Thanks for picking this up @michael-tharrington and thanks for offering help @barelyhuman! However, what you're suggesting is not how most sites leveraging OAuth work, so we need to be mindful of that when trying to come up with a solution.

Understood, I did get the idea on how we can get this working.
@rhymes mentioned before that someone could go through and add in a twitter and then can disconnect Github, why not just have that disconnect part without him having to add in twitter login?

Detailed Flow

User comes to Settings / Account

Connections

Disconnect from Github <= User clicks

Modal opens up

"You will no longer be able to log into this account if you don't have any other social login setup, kindly rethink what you are doing" (this can be better in a 100 ways, but you get the idea)

Cancel | Okay
----x-----

if the user now forgets to add in a github account or a twitter account, it's on them but if I reconnect github at this point, It will just connect to the current logged in one.

This solution seems to already be in place in dev.to only thing we have right now is that the disconnect button is missing when only one social account is connected.

@rhymes @citizen428 any blockages that this could cause on the current flow?

@barelyhuman how is the website supposed to know that dev.to/bob belongs to Bob if they forfeit their identity? We would need some verification system in place. I think total disconnect from third parties could be achieved if and when we'll have a Forem identity, right now there has to be one account tied to the user.

That is the point of the warning modal.
So

"Change Github Account" => Warning Popup Saying he needs to disconnect the current one to connect to another one => "Disconnect Github" => he's taken to the github oauth screen , the new account is connected => Transaction Complete.
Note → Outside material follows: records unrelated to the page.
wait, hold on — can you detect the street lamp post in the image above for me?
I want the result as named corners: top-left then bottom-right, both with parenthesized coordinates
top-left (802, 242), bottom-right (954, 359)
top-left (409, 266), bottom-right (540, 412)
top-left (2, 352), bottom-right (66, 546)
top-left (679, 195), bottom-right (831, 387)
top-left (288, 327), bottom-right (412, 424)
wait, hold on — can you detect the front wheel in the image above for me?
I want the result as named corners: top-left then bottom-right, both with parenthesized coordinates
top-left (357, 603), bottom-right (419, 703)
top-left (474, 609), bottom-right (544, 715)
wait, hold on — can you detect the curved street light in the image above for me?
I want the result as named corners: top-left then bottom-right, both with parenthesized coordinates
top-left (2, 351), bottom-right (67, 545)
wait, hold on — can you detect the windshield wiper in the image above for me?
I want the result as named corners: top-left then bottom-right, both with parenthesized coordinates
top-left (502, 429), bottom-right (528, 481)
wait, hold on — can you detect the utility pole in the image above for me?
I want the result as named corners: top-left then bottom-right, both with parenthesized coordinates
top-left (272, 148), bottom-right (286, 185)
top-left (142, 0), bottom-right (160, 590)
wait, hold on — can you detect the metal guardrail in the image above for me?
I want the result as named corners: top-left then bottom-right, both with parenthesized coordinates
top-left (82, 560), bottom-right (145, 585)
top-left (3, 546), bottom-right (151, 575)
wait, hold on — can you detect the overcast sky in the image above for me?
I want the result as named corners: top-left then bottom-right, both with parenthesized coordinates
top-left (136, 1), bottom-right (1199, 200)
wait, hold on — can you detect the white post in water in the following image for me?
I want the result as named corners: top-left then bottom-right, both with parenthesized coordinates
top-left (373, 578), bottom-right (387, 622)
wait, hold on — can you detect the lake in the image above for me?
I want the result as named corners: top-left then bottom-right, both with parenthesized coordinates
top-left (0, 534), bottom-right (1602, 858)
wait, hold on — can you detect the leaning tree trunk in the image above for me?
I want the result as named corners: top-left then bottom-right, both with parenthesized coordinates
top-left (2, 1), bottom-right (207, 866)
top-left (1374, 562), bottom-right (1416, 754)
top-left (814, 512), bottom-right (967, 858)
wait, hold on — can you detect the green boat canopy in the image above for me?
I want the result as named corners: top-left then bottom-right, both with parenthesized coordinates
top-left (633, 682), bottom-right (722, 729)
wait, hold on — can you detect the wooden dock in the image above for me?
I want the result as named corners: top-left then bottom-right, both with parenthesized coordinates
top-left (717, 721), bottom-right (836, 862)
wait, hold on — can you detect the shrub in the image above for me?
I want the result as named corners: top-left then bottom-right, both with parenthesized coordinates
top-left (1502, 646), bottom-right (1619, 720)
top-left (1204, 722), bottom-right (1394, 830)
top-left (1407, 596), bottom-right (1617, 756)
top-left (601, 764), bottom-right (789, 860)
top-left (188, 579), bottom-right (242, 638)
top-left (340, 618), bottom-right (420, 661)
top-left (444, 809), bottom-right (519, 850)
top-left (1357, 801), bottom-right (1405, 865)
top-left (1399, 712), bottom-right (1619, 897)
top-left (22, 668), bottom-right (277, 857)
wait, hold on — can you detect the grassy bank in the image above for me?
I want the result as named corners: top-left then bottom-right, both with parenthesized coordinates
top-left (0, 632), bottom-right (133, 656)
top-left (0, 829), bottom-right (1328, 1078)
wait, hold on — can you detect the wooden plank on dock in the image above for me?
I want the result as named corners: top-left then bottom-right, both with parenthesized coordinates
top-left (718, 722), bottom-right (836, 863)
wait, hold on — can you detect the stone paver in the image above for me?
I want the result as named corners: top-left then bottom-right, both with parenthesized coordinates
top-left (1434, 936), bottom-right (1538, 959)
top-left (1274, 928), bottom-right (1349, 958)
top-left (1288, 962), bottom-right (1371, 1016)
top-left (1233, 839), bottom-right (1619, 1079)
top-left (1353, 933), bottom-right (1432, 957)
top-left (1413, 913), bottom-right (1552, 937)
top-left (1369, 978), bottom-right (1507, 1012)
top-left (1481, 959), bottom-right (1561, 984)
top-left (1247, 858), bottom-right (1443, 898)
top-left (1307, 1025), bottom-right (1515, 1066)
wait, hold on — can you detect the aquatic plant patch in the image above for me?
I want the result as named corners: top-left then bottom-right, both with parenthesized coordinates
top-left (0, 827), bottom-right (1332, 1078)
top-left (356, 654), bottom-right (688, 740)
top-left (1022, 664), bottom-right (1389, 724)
Any point if it fails to complete the previous github account stays. So the site never really has a dangling 3rd party pointer, it's going to be the old one or the new one

I don't know what a forem identity is so I'm not sure how I can reply to that.

For now a forem identity isn't anything, it's just an idea of a possibility of having an identity with username/password/2fa tied to the site, which would allow people to connect and disconnect third parties as they please.

Your idea seems sensible, I think that currently we don't support multiple identites tied to the same provider which would be a pre-requisite for the "switch".

Food for though definitely though, thanks!

Makes sense.

I went through the models and saw that you are using an enabled flag for the identity.
for the above mentioned change flow, you can have 2 rows of the same provider with one being enabled:false and one being enabled:true but then you'll have to change the validation to be an index of combination of both the provider and the enabled flag key to avoid duplications.

if the change is successful the disabled record is deleted. if the change fails then the disabled record is re enabled and the newly created one is removed.

This is based on my assumption that everything else is actually used the enabled flag and it won't cause a break anywhere else.

I might be totally wrong though, so that's that

Your idea seems sensible, I think that currently we don't support multiple identites tied to the same provider which would be a pre-requisite for the "switch".

This is something I definitely wished for in the past, so 👍 for at least looking into the feasibility of this change.